BV2 cells were grown and passaged as previously published (Bachstetter et al., 2011; Zhou et al., 2017). Cell growth media consisted of DMEM/F12 (Mediatech #15-090-CV; Manassas, VA) supplemented with 10% fetal bovine serum (HyClone #SH30071.03; Logan, UT), 1% penicillin-streptomycin (Mediatech #30-002-CI), and 1% L-glutamine (Mediatech #25-005-CI), and cells were maintained in an incubator at 37 °C with 5% CO2. Confluent cells had growth media removed and were detached from the T25 growth flask (Corning Falcon #353108; Corning, NY) with 0.05% Trypsin/0.53 mM EDTA in Hanks’ Balanced Salt Solution (HBSS; Mediatech #25-052-CI) for 2 min. Growth media was added to neutralize the trypsin, cells were pelleted at 500×g, and resuspended in fresh growth media. Cells were plated into 48-well plates at a final density of 100,000 cells/mL and volume of 200 μL per well (20, 000 cells/well). Cells were returned to the incubator overnight prior to treatment.

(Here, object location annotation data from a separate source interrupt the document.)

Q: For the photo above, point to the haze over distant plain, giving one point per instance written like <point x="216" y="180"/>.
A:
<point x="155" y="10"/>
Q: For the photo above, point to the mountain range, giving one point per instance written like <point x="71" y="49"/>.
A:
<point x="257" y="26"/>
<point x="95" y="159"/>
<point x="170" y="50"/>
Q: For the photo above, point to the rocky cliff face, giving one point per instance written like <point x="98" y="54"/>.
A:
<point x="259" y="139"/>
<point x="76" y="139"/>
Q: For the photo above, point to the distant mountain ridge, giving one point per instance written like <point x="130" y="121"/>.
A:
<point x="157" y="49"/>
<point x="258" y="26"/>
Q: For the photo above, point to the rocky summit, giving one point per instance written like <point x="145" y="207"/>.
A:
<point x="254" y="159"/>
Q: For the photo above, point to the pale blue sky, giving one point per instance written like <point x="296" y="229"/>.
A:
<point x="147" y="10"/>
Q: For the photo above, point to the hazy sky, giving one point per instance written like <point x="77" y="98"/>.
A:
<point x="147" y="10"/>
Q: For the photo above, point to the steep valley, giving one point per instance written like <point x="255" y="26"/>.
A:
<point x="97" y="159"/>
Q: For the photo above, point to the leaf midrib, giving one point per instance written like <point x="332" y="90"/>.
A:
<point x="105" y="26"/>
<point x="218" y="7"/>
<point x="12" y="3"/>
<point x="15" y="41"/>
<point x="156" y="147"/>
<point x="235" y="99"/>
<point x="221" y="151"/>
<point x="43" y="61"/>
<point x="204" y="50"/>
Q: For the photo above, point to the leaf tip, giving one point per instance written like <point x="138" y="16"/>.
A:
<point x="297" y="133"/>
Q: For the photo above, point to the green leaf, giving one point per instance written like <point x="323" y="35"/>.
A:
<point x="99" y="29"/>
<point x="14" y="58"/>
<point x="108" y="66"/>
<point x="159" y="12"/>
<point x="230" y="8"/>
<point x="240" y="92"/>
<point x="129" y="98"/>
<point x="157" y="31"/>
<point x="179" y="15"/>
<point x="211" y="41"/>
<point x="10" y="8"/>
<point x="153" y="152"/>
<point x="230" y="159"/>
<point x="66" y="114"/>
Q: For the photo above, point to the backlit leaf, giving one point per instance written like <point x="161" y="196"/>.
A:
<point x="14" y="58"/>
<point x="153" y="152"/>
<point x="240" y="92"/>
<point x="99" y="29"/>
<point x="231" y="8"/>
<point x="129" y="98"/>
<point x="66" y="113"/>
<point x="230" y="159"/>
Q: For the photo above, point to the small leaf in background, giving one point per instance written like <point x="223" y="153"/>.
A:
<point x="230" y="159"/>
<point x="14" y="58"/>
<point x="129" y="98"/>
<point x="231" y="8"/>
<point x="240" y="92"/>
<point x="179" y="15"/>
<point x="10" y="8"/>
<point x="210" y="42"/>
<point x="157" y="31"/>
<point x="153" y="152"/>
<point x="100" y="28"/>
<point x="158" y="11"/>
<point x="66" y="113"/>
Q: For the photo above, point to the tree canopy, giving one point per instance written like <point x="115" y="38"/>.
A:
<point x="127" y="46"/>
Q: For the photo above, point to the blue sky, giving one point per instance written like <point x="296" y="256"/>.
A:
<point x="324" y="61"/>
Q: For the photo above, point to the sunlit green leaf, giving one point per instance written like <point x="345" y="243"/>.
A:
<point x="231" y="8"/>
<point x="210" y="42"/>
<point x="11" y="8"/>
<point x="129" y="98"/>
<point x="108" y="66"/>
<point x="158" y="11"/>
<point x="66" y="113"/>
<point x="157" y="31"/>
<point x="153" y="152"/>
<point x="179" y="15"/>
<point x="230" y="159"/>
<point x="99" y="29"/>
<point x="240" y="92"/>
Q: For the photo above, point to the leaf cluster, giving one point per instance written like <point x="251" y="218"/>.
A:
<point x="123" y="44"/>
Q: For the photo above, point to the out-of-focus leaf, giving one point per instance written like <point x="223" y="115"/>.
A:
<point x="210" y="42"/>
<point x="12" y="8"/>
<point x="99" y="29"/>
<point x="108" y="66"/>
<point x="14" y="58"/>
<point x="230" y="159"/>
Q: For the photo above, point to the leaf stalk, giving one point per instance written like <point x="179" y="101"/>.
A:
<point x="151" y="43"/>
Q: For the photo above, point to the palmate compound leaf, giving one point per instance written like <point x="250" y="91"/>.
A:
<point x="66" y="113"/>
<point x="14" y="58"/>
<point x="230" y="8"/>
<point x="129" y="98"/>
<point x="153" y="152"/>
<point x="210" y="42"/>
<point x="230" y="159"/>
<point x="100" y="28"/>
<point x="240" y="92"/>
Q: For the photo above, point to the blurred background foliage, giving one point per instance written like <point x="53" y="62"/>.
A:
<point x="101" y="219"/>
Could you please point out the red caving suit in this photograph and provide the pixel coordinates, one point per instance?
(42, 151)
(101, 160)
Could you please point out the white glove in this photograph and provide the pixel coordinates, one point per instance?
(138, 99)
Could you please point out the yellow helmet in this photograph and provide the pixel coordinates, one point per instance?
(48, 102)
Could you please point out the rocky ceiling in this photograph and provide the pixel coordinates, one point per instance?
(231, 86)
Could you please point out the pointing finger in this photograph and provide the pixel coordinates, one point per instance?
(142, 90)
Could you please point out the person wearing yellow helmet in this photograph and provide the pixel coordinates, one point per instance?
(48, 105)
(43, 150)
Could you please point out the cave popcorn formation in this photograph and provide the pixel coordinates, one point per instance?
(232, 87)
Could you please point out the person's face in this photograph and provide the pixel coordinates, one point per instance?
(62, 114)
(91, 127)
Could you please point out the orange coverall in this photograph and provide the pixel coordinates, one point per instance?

2.2. BV2 experimental design

Treatment media consisted of the same components as the growth media, but without fetal bovine serum. On day 1 of treatment, growth media was removed and replaced with 200 μL of treatment media or treatment media with 50 mM ethanol. Twenty-four hours later, media was removed and replaced with treatment media with saline, (2) treatment media with 50 mM ethanol, (3) treatment media with 5 μM MW150, or (4) treatment media with 50 mM ethanol and 5 μM MW150. This created 6 total conditions, each with 8 replicates: (1) no ethanol saline, (2) no ethanol MW150, (3) continuous ethanol saline, (4) continuous ethanol MW150, (5) ethanol withdrawal saline, and (6) ethanol withdrawal MW150. Cells were incubated for an additional 24 h.

2.3. BV2 sample preparation

Twenty-four hours after the treatment on day 2, media was removed and spun for 10 min at 1000×g prior to neuroinflammation analysis. Cells in the plate were subsequently washed in ice cold PBS, and 75 μL of MSD Tris lysis buffer (Mesoscale Discovery #R60TX; Rockville, MD) added per well. Plates were subsequently shaken at 4 °C for 5 min at 1000 RPM, homogenates spun down at 12,000×g, and supernatants frozen at −80°C prior to the BCA assay.

2.4. BV2 BCA and MesoScale discovery ELISA

BCA assay (ThermoFisher #23225; Waltham, MA) was performed according to manufacturer’s instructions without dilution. Neuroinflammation analysis was performed by analyzing 50 μL of culture media per well with a custom MesoScale Discovery VPLEX Proinflammatory Panel 1 Kit (#K15084D) according to manufacturer’s instructions for convergent analytes between p38 activity and alcohol exposure: IL-1β, IL-6, CXCL1, and TNFα (Bussi et al., 2017; Nick et al., 2000). Chemokine/cytokine values were normalized to the total BV2 protein level in each well. IL-1β was not analyzed further due to >20% of values undetected.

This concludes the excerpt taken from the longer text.